I made a few mistakes last year, and paid for it this year. However, the people that were punishing me didn't treat me fairly. Like any person who has been hurt in some manner, I quietly hid the pain away in my sub-conscience. I told myself I had been wronged and the people didn't deserve my forgiveness. They didn't deserve to be treated like decent human beings, because to me, they weren't. I tried not to play the victim, and I tried to be civil. But something started to eat at me. It was a big fat grudge that I was carrying for my situation.

I didn't understand how I was supposed to forgive. I couldn't bring myself to forgive someone for choices that they made that effected me, much less forget what had happened. Jesus calls us to forgive, but I kept telling him that I couldn't forgive because my situation was never resolved. But Jesus calls us to forgive anyways. I decided to step out in faith and tell the people that had hurt me that I would forgive them....eventually. The simple act of telling someone that you don't have the capacity to forgive them at a specific moment in time is momentous. I suppose it requires a real maturity.

Forgiveness doesn't have to be a ceremonial occasion that leaves you with warm butterflies in the end. Forgiveness is one of the toughest things one can choose to do, but it turns out to be the most fruitful. You don't have to be in the “perfect” place to forgive someone. You don't have to have a situation resolved. You have to let go, and let God.

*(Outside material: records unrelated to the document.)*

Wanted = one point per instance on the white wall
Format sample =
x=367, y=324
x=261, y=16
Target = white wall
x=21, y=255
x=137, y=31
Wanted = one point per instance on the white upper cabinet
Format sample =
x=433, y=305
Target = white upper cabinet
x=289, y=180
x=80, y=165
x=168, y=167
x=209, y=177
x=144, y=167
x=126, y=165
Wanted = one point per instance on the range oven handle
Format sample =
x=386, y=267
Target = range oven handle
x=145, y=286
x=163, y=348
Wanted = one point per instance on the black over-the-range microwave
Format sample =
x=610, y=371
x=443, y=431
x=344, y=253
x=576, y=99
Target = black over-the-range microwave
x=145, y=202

I allowed God to work by simply telling someone that I would forgive them.

Forgiveness is not quickly slapping a bandaid on an unfinished conversation. It is recognizing that even when people wrong us in this life, that we have to give them grace. We have to have the understanding that we will be wronged in this life, and we will also wrong others. But we cannot lord that over people, or hold onto those memories forever. Forgiveness is moving on.